Why attention must sit at the center of modern media measurement
Kristofer Ljungdahl
VP, Global Platform Partnerships & Co-founder
Feb 17, 2026

We measure everything about advertising except the one thing that actually matters: whether anyone paid attention. Reach, impressions, frequency, and clicks, these metrics were logical in an era when media consumption was relatively passive, choice was limited and reporting technology was rudimentary, at best.
If an impression was delivered and categorized viewable, it was assumed the ad had done its work and created some kind of impact. This assumption no longer holds.
Today’s media landscape is defined by abundance, endless choices, and constant distraction. Audiences scroll, skip, multitask, and tune out with unprecedented ease. In this environment, exposure is not the same as influence. This is why attention, measured and understood correctly, has become a critical measure alongside traditional performance indicators, not a replacement for them, but a necessary complement.

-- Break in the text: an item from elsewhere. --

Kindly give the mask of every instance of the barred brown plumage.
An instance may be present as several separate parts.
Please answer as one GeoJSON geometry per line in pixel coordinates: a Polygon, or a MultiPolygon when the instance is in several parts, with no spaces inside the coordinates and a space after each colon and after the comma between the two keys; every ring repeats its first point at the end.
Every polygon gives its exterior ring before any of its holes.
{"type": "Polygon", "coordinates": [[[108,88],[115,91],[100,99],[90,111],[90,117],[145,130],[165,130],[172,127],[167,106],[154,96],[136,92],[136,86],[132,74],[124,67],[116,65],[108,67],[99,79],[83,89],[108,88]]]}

Attention is the missing link between exposure and impact
While impressions and viewability verify technical delivery, and clicks serve as a proxy for engagement, these metrics remain ‘vanity outputs.’ They fail to measure the ‘true outcome’: whether the creative achieved cognitive resonance or emotional impact with the consumer.
Attention bridges the gap. It answers the most fundamental question advertisers care about however rarely measure directly: did anyone meaningfully engage with this message? Without measurable attention, impressions are just inventory and reach is just potential. With attention, those same metrics gain explanatory power.
An ad that reaches one million people for one second is not equivalent to one that holds the focus of a smaller audience for several meaningful and attentive seconds. Treating them as equal devalues quality media and over-rewards scale.
Attention restores accountability in a crowded ecosystem
As advertisers face increasing pressure to justify spend they are demanding more accountability; not just at the bottom of the funnel, but throughout the entire purchasing process. Attention metrics provide an empirical way to evaluate how media environments perform, not just where ads were placed.
High-attention environments correlate with stronger brand recall, message comprehension, and long-term brand lift. When advertisers can measure which placements and formats consistently generate deeper engagement, it builds trust that their activations are working harder, even when immediate clicks or conversions aren’t the primary goal.
Attention serves as the definitive quality signal, validating the synchronization of media, placement, format, and targeting. By confirming that the entire creative mix has successfully engaged the audience, it provides a data-driven mandate for advertisers to invest a premium in inventory which delivers proven cognitive impact
Attention aligns measurement with human reality
Traditional metrics measured what was technically possible to report: delivery, viewability, clicks. But, as technology and understanding of human behavior have advanced, so must our measurement. Attention captures what those metrics miss: whether anyone actually engaged with the message.
Humans don’t experience media in impressions or CPMs. We experience it in moments of focus, curiosity, emotion, and relevance. By incorporating attention into measurement frameworks, the industry begins to align its success metrics with how people actually consume content.
This alignment matters as advertising effectiveness is ultimately psychological; if a message is not noticed, processed, or remembered, it cannot persuade no matter how perfectly it was targeted, or how efficiently it was delivered.
Attention doesn’t replace performance metrics, it strengthens them
Critically, attention should not be positioned as an alternative to reach, clicks, or conversions. It works best as the connective tissue between upper- and lower-funnel metrics.
Attention helps explain why certain campaigns convert better than others, why brand lift varies across platforms, and why some impressions outperform their cost. It turns performance data from a set of isolated outcomes into a coherent story about cause and effect.
For advertisers, this creates confidence. For media owners, it creates defensibility. For the industry, it creates a more honest value exchange.
Keeping advertisers means proving relevance, not just delivery
In a market where advertisers have endless options and shrinking patience, our industry can no longer rely on scale alone. We must demonstrate that we offer something increasingly scarce: real human attention.
By elevating attention as a core metric, alongside reach, frequency, and performance, media sellers signal that they understand modern advertising realities. They show that they are invested not just in buying inventory, but in delivering outcomes that matter.
In the end, advertisers don’t want to buy just impressions, they need to buy influence. Attention is how influence begins, but it’s only the first step.
What happens after someone pays attention? How does a moment of focus translate into memory, preference, and action?
That’s where the next layer of measurement comes in, and where we are working right now.